Of our 28 days in the park, we spent seven climbing, 11 schlepping loads, and 10 resting. We did our routes in light, clean style, trying to find challenging, aesthetic lines. Our two most significant climbing achievements were:
Asgard’s South Tower, South Face (600m, 5.12-). We thought we were on a new route until we found a bolt at the crux, on the second-to-last pitch. Not sure, but we probably climbed 50% new terrain and 50% the Italian Route. After 300m of 4th-classing, we continued with nine amazing 60m pitches of mostly 5.10, except for the 5.12-crux pitch. It was probably the first free ascent of the South Tower, taking 16 hours roundtrip from a camp alongside the Caribou Glacier.
Asgards North Tower, Northeast Face (800m, 5.11 + Cl). Hard to say whether the first half had been climbed, but we climbed about 10 nice pitches, up to 5.11-, to the headwall. We then followed an obvious crack system, to the right of Line of Credit, that provided the highlight of the trip. Eight 60m pitches, six of which were 5.11 and often involved run-out, delicate face climbing that linked cracks, on some of the best quality stone we’ve ever touched. Wet rock forced us right near the top, and one body-length didn’t go free due to wetness. Probably 5.12-free, but we onsighted the rest of the headwall. The Favresse brothers repeated the first two-thirds of the headwall, and drier conditions permitted a more direct finish. Camp-to-camp took us 22½ hours, with at least two hours of approaching.

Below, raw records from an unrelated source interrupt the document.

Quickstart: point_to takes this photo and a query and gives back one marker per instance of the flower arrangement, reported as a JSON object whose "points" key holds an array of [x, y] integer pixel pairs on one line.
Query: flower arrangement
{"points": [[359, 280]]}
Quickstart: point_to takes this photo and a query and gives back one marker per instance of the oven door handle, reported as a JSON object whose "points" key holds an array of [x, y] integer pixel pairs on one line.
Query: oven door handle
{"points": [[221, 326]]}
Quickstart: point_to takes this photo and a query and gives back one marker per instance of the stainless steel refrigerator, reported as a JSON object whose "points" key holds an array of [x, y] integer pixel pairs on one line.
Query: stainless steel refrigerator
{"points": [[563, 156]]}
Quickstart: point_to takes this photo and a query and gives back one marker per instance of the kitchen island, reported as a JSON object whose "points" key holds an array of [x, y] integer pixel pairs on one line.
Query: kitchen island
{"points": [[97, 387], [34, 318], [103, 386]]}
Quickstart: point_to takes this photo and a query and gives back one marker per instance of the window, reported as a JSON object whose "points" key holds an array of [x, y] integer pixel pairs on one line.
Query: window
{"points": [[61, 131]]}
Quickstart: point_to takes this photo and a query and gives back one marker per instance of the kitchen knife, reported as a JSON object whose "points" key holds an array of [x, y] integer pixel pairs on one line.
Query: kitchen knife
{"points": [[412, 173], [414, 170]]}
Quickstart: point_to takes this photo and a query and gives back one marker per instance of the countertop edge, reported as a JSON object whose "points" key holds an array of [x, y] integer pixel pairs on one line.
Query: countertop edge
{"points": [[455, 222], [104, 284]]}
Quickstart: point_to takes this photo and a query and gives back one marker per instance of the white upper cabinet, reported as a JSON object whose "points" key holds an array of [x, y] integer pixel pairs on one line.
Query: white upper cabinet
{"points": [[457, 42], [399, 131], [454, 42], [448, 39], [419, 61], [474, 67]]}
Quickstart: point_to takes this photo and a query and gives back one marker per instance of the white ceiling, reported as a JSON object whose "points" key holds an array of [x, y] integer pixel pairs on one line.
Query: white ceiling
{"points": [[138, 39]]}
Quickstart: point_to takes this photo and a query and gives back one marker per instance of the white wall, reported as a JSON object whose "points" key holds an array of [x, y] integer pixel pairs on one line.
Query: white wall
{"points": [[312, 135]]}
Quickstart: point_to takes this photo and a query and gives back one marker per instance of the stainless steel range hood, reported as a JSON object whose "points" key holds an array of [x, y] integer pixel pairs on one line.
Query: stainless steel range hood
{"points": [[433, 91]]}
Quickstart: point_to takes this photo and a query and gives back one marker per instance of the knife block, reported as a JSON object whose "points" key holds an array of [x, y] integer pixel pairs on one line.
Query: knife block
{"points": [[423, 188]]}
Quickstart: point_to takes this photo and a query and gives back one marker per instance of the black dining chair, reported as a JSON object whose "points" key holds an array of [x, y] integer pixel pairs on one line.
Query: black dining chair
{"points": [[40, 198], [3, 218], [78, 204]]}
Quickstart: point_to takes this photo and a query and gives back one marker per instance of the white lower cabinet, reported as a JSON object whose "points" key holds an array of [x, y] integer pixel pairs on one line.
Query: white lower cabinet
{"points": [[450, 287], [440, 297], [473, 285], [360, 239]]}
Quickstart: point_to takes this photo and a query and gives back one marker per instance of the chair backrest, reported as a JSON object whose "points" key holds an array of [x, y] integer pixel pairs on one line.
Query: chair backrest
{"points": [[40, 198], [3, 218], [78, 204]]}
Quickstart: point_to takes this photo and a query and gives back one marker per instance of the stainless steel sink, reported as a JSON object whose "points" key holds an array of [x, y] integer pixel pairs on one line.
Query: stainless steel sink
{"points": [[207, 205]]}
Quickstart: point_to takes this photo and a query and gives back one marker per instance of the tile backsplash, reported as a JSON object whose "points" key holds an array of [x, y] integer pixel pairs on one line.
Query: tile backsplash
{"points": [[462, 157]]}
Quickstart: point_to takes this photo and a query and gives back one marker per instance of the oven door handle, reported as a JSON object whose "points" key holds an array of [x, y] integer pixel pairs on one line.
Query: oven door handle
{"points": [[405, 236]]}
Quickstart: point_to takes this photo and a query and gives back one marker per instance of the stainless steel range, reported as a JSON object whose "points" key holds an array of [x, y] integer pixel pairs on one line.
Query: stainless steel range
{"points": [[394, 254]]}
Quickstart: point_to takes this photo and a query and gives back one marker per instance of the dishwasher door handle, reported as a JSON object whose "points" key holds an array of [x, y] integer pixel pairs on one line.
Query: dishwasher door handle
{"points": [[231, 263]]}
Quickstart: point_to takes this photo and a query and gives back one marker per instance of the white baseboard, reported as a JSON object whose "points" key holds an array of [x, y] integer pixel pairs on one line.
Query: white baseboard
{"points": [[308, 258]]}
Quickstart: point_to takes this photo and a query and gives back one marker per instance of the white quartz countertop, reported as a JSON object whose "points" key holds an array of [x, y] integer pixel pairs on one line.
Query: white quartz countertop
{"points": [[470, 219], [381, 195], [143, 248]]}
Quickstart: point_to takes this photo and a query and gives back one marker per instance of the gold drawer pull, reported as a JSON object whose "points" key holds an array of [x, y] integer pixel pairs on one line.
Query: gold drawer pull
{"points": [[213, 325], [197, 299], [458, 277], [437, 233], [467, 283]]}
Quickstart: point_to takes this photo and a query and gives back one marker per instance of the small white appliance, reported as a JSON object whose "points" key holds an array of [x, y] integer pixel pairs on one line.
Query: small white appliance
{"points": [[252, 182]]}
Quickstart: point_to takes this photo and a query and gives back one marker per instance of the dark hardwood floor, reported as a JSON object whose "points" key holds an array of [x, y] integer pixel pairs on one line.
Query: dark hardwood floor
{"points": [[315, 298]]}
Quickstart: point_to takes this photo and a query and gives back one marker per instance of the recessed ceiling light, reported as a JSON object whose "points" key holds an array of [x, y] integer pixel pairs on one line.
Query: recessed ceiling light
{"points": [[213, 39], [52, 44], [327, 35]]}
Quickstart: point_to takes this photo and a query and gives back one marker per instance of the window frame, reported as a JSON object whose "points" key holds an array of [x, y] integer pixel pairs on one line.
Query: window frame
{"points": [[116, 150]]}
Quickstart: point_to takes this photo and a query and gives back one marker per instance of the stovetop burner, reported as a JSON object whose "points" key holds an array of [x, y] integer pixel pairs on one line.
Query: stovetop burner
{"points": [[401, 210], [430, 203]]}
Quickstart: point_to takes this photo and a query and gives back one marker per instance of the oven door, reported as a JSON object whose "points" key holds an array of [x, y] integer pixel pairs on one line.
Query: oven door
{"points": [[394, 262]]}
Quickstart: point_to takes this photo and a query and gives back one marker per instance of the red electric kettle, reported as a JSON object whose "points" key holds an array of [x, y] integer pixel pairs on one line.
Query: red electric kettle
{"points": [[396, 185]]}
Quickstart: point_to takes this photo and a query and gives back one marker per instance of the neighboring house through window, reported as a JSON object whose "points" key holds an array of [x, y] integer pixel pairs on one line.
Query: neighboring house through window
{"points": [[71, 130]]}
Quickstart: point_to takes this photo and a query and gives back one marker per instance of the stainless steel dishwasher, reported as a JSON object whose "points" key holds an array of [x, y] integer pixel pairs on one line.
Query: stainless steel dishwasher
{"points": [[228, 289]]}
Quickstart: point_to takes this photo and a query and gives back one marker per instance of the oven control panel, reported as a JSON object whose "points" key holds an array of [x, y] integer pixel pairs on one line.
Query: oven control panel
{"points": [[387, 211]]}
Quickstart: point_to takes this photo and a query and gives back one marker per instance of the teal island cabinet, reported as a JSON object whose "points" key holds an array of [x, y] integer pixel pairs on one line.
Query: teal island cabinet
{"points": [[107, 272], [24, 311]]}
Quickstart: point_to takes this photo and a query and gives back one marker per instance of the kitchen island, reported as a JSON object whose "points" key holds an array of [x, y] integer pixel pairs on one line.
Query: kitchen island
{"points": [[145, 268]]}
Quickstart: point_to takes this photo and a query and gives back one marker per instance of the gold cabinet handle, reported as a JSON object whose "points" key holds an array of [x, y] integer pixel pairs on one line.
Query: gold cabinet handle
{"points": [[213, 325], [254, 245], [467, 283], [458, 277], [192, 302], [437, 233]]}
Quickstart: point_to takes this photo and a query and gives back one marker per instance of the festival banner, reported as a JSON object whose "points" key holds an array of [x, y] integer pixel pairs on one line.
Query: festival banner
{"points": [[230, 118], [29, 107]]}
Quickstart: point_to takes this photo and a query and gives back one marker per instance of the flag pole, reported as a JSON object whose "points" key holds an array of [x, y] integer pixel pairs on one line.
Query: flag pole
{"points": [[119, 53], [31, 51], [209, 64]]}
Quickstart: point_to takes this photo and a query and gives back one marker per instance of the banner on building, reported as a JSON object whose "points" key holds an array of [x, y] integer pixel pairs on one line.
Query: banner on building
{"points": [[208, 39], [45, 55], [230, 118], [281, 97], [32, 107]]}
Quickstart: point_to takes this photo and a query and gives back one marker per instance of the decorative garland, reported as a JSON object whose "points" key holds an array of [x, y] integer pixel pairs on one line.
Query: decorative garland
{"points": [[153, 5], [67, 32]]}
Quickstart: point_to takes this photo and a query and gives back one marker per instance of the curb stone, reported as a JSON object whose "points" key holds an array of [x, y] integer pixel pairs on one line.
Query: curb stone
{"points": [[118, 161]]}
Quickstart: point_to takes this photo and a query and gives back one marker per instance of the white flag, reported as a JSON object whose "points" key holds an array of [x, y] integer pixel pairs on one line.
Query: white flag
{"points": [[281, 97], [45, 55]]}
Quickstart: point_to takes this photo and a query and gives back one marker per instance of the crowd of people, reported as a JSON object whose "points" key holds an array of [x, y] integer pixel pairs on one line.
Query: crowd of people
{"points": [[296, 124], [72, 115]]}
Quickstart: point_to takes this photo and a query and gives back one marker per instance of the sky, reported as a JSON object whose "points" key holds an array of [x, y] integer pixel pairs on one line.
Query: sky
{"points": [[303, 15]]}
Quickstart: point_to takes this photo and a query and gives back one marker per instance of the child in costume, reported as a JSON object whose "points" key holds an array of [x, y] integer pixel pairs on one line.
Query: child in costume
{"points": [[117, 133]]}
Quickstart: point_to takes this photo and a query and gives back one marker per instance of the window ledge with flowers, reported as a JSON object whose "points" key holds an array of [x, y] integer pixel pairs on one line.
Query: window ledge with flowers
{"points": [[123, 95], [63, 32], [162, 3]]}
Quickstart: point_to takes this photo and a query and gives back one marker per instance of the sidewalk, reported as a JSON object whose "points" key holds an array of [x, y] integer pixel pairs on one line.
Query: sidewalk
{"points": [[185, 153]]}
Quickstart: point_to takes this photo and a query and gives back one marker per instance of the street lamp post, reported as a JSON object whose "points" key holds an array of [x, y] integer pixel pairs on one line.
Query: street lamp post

We also repeated the Scott Route (5.11-) on Asgards North Tower and the South Ridge (5.8) of Mt. Thor, both classics; the 600m South Ridge of Mt. Menhir (Salvaterra’s route; perfect rock, of similar character to the Northeast Ridge of Bugaboo Spire), with 5.10 variations; and Stories in Stone (600m, 5.12-A0) on Mt. Walle, a sustained 16 pitches with bolted belays, one of the best routes either of us has climbed. It’s a physical route, with chimneys and offwidths on an amazing red pillar; it required our biggest effort, taking 25 hours camp-to-camp.
On Mt. Tirokwa’s west face we attempted a new route to the left of Chocolate Boomerang [see below], climbing about 400m out of 700m, before run-out face climbing shut us down. This could be a great route, but a couple of bolts seem necessary to pass an obvious white rock scar.
The expedition unfolded smoothly, we had a great time, and the weather was great. We climbed more than we anticipated, and the adventure was everything that we hoped it would be. Thanks to Arc’teryx for helping make this trip possible.